On 03/19/2016 12:55 AM, Matteo Bruni wrote:
2016-03-17 12:59 GMT+01:00 Paul Gofman <gofmanp(a)gmail.com>:
+enum PRES_REG_TABLES +{ + PRES_REGTAB_NONE, + PRES_REGTAB_IMMED, /* immediate double constants from CLIT */ + PRES_REGTAB_CONST, + PRES_REGTAB_VERTEX, /* not used */ + PRES_REGTAB_OCONST, + PRES_REGTAB_OBCONST, + PRES_REGTAB_OICONST, + PRES_REGTAB_REG, + PRES_REGTAB_MAX, + PRES_REGTAB_FIRST = PRES_REGTAB_IMMED, + PRES_REGTAB_LAST = PRES_REGTAB_REG, +}; You can drop PRES_REGTAB_NONE unless it's going to be used. These constants currently match values in preshader bytecode. PRES_REGTAB_NONE is used as a placeholder for value 0. I can remove it, but then have PRES_REGTAB_IMMED = 1 explicitly, or introduce a separate mapping table between original constants and these enum.
+#define PRES_VS_BITS_PER_WORD (sizeof(unsigned int) * 8) What does the _VS_ part of the name mean? I'm also a bit thrown off by the _WORD part, mostly because in Win32 WORD is a 16 bit while DWORD is 32 bit and unsigned int is also 32 bit. Maybe it's just me, I don't know. VS means "value set" :) Yes, I realize WORD is confusing (what MS calls DWORD is actually a halfword nowadays).
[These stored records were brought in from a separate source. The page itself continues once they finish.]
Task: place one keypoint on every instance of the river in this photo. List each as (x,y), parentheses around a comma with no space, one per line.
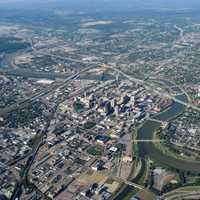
(146,132)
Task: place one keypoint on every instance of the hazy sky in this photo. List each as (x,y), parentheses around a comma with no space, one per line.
(108,4)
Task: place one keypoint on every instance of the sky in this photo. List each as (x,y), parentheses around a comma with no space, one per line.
(105,4)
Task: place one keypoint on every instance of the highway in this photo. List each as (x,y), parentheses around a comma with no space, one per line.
(148,86)
(42,93)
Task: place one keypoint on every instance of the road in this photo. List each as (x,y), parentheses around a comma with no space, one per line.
(148,86)
(42,93)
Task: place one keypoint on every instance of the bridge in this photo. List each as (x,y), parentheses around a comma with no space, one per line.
(147,141)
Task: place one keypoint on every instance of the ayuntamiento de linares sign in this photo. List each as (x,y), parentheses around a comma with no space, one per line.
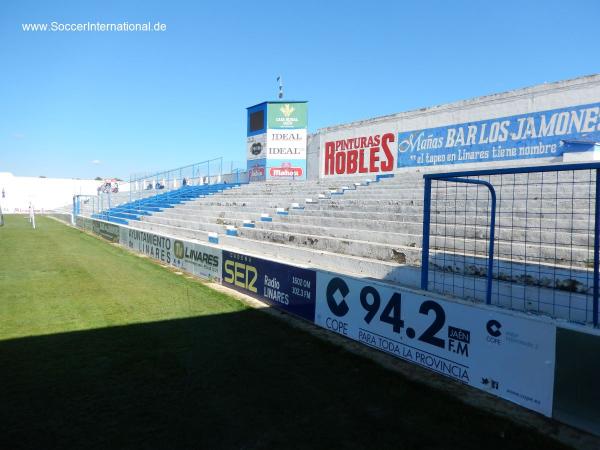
(534,135)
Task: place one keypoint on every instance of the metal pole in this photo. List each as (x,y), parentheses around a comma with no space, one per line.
(426,225)
(596,250)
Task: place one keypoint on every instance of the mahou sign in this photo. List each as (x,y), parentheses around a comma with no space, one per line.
(367,154)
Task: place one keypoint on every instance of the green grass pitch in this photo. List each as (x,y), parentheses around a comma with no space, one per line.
(102,349)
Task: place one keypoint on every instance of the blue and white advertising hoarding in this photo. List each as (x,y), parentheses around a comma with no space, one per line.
(533,135)
(287,287)
(198,259)
(491,350)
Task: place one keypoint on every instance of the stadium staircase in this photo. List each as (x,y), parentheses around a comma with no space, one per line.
(148,202)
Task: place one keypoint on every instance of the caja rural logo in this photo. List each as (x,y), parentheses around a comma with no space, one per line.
(287,110)
(288,118)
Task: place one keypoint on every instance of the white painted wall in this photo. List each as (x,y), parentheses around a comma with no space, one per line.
(43,193)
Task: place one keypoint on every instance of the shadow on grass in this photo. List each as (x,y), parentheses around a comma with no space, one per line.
(239,380)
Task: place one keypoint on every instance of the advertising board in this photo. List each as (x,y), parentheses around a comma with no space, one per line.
(371,154)
(109,231)
(256,147)
(286,287)
(287,115)
(201,260)
(491,350)
(533,135)
(257,170)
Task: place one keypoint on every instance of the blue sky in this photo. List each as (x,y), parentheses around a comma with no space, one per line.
(142,101)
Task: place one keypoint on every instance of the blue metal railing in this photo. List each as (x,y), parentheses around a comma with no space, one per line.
(555,206)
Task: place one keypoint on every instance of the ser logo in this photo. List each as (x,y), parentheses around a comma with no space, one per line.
(179,249)
(241,275)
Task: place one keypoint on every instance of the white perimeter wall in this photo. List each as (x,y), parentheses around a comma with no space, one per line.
(43,193)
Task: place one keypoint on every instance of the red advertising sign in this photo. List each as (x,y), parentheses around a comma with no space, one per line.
(367,154)
(286,170)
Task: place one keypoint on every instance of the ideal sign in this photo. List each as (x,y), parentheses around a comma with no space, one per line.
(276,142)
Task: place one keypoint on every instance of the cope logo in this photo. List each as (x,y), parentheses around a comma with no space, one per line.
(179,249)
(337,290)
(493,328)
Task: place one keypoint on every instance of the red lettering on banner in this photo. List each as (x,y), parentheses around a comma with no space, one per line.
(374,158)
(352,157)
(364,154)
(388,165)
(361,164)
(329,157)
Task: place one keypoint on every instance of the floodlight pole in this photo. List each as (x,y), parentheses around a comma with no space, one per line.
(32,216)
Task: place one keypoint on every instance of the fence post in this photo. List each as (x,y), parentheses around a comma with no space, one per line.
(596,250)
(426,224)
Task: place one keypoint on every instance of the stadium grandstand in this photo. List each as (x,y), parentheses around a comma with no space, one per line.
(489,203)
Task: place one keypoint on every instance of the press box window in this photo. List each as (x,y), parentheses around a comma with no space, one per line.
(257,120)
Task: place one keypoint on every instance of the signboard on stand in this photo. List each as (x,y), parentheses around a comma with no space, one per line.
(276,141)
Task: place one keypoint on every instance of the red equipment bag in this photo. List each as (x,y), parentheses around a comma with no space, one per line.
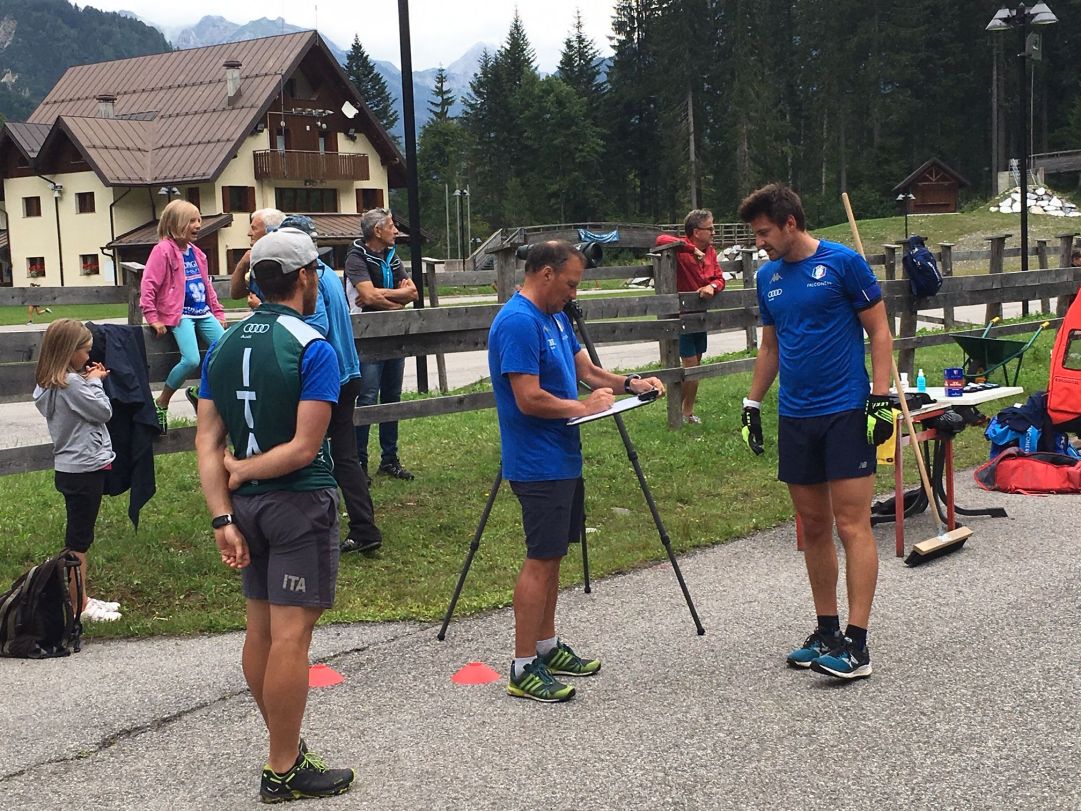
(1015,472)
(1064,386)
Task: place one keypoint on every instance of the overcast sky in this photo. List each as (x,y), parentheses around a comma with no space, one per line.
(441,29)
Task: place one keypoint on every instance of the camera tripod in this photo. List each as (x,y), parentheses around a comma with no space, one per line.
(574,311)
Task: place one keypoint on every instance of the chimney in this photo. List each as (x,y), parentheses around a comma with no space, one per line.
(231,80)
(106,104)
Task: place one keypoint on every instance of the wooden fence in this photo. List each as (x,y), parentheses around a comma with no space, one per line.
(657,316)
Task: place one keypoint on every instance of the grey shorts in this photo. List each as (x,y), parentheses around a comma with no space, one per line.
(552,513)
(293,540)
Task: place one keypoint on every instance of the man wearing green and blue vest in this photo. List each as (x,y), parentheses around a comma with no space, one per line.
(268,386)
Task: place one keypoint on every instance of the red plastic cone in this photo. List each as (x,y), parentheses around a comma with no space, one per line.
(323,676)
(475,673)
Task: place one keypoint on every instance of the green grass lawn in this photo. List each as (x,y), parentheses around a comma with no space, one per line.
(708,488)
(16,315)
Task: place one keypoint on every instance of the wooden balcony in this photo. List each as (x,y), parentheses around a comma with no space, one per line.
(296,165)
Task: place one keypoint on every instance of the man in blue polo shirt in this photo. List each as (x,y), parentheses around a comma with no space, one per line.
(536,362)
(816,298)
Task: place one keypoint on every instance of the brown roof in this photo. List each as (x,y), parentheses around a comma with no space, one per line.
(173,122)
(147,234)
(903,186)
(28,137)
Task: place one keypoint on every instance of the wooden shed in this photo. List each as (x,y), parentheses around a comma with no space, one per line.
(935,187)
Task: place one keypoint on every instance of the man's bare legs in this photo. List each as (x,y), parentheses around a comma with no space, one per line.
(846,503)
(690,387)
(276,668)
(535,596)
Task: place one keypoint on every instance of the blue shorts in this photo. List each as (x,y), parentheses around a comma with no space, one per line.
(817,449)
(692,344)
(293,540)
(552,514)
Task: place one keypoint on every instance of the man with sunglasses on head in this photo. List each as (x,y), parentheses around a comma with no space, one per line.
(698,271)
(377,281)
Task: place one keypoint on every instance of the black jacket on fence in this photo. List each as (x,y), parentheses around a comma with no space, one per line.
(134,423)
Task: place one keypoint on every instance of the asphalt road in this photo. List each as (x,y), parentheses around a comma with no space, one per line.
(973,703)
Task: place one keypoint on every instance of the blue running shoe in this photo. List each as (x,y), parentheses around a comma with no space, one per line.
(814,646)
(844,662)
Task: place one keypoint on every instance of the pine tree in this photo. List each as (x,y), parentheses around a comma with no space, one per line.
(442,100)
(578,63)
(371,87)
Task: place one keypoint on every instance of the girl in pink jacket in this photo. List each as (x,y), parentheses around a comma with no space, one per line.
(176,295)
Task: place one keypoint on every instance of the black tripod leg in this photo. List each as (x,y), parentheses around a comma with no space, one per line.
(472,550)
(585,555)
(665,541)
(575,311)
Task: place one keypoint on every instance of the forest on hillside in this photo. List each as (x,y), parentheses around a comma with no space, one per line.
(724,95)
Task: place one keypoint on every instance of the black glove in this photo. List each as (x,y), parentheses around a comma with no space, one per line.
(751,431)
(879,412)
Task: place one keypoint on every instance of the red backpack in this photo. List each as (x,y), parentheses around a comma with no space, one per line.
(1064,386)
(1015,472)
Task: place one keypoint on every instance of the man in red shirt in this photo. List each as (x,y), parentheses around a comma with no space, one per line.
(696,271)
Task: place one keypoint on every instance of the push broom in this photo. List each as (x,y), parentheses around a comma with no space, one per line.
(946,541)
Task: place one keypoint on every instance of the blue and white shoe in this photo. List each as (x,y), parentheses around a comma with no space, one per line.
(814,646)
(844,662)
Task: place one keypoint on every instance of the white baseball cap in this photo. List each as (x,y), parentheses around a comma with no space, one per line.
(291,248)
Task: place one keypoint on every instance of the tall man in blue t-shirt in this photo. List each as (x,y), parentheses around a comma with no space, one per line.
(816,298)
(268,387)
(535,362)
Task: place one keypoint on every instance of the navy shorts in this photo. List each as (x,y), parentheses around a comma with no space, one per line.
(692,344)
(293,540)
(552,513)
(817,449)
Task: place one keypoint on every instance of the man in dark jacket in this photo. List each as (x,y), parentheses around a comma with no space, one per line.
(376,281)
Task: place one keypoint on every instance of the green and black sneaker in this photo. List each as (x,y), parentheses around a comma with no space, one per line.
(562,661)
(308,779)
(537,683)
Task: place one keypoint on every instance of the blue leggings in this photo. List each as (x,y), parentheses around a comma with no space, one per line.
(187,333)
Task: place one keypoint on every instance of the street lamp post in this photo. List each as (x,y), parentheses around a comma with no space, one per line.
(1021,18)
(906,198)
(462,196)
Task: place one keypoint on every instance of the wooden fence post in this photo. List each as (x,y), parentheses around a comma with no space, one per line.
(505,273)
(664,282)
(890,263)
(946,250)
(1065,249)
(1041,255)
(998,254)
(429,280)
(133,275)
(747,269)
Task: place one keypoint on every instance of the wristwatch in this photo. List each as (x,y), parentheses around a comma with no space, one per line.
(221,521)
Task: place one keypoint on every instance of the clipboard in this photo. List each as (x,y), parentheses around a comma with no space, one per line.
(618,407)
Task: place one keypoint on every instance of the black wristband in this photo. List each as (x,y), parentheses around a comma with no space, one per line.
(219,521)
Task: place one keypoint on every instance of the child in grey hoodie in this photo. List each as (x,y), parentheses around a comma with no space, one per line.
(71,397)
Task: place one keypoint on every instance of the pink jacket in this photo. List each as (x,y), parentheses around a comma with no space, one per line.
(161,291)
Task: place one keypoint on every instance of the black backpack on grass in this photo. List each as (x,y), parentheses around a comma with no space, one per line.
(921,268)
(37,619)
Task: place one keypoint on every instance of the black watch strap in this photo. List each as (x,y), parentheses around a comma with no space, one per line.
(221,521)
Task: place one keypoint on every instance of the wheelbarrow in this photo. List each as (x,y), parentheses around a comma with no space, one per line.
(985,355)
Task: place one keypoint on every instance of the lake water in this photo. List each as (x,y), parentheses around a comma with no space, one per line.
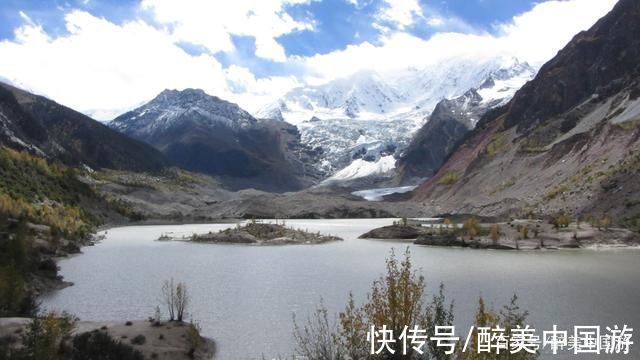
(244,296)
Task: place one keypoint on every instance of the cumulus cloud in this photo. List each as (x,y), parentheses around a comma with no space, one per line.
(399,13)
(104,68)
(211,24)
(534,36)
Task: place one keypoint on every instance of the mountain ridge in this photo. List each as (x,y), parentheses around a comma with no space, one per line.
(568,140)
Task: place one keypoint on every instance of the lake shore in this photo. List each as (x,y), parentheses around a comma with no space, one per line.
(254,233)
(166,340)
(514,235)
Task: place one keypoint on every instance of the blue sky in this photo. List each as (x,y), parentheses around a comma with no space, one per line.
(338,23)
(253,51)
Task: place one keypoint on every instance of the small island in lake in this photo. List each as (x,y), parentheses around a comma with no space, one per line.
(255,233)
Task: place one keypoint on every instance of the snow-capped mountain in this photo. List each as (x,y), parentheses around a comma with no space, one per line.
(204,133)
(408,94)
(359,121)
(171,107)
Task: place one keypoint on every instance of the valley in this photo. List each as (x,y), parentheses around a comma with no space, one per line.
(486,172)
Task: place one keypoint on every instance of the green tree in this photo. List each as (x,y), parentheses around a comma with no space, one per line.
(438,314)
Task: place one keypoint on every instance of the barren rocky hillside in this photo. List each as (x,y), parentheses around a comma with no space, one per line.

I suggest to change unsigned int to uintptr_t (which is functionally more appropriate), and call it PRES_BITMASK_BLOCK_SIZE. The traces of the disassembled preshader can also potentially go to a separate patch (leaving only dump_shader_bytecode() in the initial implementation - btw, I think it should be called dump_preshader_bytecode() given the renaming of the other stuff). It actually used to dump the whole binary blob, which can contains shader also (or just shader sometimes). I suggest I better use just dump_bytecode then.